Before we look any further at the CLR metadata, we need a quick diversion to understand how the metadata is actually stored.
Encoding table information
As an example, we'll have a look at a row in the TypeDef table. According to the spec, each TypeDef consists of the following:
Flags specifying various properties of the class, including visibility.
The name of the type.
The namespace of the type.
What type this type extends.
The field list of this type.
The method list of this type.
How is all this data actually represented?
Offset & RID encoding
Most assemblies don't need to use a 4 byte value to specify heap offsets and RIDs everywhere, however we can't hard-code every offset and RID to be 2 bytes long as there could conceivably be more than 65535 items in a heap or more than 65535 fields or types defined in an assembly.
So heap offsets and RIDs are only represented in the full 4 bytes if it is required; in the header information at the top of the #~ stream are 3 bits indicating if the #Strings, #GUID, or #Blob heaps use 2 or 4 bytes (the #US stream is not accessed from metadata), and the rowcount of each table. If the rowcount for a particular table is greater than 65535 then all RIDs referencing that table throughout the metadata use 4 bytes, else only 2 bytes are used.
Coded tokens
Not every field in a table row references a single predefined table. For example, in the TypeDef extends field, a type can extend another TypeDef (a type in the same assembly), a TypeRef (a type in a different assembly), or a TypeSpec (an instantiation of a generic type). A token would have to be used to let us specify the table along with the RID. Tokens are always 4 bytes long; again, this is rather wasteful of space.
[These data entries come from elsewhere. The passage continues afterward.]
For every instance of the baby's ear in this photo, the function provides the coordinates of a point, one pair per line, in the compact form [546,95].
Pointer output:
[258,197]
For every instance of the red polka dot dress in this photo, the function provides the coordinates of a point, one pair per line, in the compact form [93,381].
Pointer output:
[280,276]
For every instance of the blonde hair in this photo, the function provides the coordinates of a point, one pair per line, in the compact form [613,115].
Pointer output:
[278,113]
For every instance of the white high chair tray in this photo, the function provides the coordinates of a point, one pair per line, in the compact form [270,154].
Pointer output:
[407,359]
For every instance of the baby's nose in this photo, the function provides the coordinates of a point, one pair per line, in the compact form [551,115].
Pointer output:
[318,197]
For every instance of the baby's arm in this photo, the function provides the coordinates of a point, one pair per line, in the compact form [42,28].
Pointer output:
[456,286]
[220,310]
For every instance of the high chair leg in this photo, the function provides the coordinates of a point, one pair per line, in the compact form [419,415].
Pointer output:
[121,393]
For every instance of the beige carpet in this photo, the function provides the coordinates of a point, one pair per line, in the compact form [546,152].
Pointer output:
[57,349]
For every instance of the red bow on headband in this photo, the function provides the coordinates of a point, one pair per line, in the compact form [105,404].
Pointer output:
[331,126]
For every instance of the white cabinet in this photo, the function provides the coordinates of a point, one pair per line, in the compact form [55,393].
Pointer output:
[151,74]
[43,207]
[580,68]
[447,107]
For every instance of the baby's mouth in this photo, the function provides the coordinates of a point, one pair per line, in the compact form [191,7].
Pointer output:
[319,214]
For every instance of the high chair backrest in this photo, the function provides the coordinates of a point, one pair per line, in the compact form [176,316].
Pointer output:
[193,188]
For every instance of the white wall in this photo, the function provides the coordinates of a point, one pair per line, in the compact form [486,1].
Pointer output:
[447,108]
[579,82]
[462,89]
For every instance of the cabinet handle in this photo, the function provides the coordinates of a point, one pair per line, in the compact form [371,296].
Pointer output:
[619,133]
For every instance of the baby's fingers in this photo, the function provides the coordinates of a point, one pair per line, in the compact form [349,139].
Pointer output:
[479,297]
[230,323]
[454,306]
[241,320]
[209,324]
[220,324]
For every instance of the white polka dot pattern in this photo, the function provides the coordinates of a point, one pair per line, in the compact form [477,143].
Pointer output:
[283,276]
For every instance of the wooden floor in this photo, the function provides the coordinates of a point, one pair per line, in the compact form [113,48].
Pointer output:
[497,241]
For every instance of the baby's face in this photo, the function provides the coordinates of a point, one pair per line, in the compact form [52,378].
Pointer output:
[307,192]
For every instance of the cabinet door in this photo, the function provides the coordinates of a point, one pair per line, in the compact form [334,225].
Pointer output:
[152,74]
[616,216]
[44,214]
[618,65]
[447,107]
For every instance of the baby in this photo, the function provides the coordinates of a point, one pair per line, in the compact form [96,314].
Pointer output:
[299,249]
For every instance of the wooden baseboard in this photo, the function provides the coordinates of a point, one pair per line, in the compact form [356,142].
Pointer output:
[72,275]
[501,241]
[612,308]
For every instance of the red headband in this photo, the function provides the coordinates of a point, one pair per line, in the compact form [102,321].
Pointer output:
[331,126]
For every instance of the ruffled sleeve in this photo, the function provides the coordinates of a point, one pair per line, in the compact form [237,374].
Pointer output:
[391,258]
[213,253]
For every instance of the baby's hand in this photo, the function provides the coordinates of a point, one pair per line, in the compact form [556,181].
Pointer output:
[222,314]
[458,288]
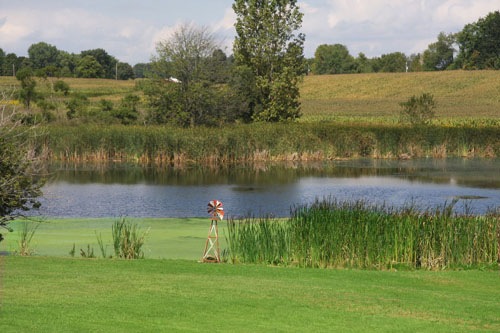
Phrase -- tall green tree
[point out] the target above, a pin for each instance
(89, 67)
(107, 62)
(27, 94)
(19, 187)
(439, 55)
(184, 91)
(269, 58)
(391, 62)
(479, 43)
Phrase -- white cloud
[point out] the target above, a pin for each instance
(376, 27)
(130, 32)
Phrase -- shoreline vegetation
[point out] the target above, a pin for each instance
(263, 142)
(343, 117)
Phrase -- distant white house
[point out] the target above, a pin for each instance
(174, 80)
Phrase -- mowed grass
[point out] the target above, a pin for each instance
(167, 238)
(51, 294)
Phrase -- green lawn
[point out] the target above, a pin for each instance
(53, 292)
(166, 238)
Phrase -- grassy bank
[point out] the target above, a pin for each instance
(166, 238)
(264, 142)
(344, 116)
(329, 233)
(80, 295)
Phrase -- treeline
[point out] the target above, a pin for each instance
(475, 47)
(47, 61)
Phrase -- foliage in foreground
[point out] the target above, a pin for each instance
(19, 186)
(340, 234)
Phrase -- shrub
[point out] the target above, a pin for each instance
(127, 240)
(418, 110)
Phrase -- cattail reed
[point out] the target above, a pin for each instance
(329, 233)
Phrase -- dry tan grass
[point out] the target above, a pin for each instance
(459, 94)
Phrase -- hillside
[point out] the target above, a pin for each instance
(370, 97)
(459, 94)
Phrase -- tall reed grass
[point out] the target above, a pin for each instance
(329, 233)
(265, 142)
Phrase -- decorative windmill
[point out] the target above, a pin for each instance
(212, 252)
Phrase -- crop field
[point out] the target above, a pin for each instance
(376, 97)
(372, 97)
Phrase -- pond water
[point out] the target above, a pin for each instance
(269, 189)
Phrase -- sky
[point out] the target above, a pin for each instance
(130, 29)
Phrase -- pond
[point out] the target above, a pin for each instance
(116, 190)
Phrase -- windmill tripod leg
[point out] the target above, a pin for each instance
(212, 252)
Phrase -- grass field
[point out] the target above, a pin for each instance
(376, 97)
(372, 97)
(166, 238)
(49, 294)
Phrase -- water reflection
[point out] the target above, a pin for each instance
(460, 172)
(131, 190)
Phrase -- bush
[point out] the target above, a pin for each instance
(418, 110)
(127, 240)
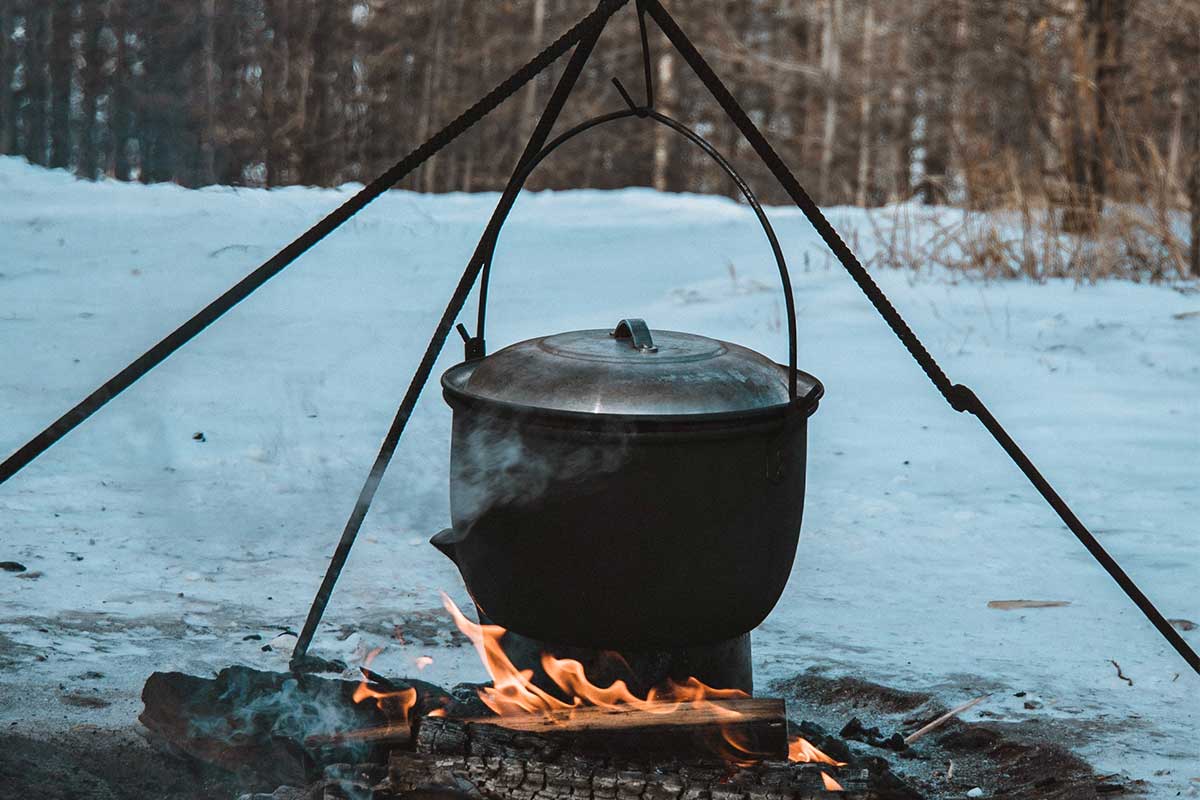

Cutting the RID down to 2 bytes would make each token 3 bytes long, which isn't really an optimum size for computers to read from memory or disk.
However, every use of a token in the metadata tables can only point to a limited subset of the metadata tables. For the extends field, we only need to be able to specify one of 3 tables, which we can do using 2 bits:
0x0: TypeDef
0x1: TypeRef
0x2: TypeSpec
We could therefore compress the 4-byte token that would otherwise be needed into a coded token of type TypeDefOrRef. For each type of coded token, the least significant bits encode the table the token points to, and the rest of the bits encode the RID within that table. We can work out whether each type of coded token needs 2 or 4 bytes to represent it by working out whether the maximum RID of every table that the coded token type can point to will fit in the space available.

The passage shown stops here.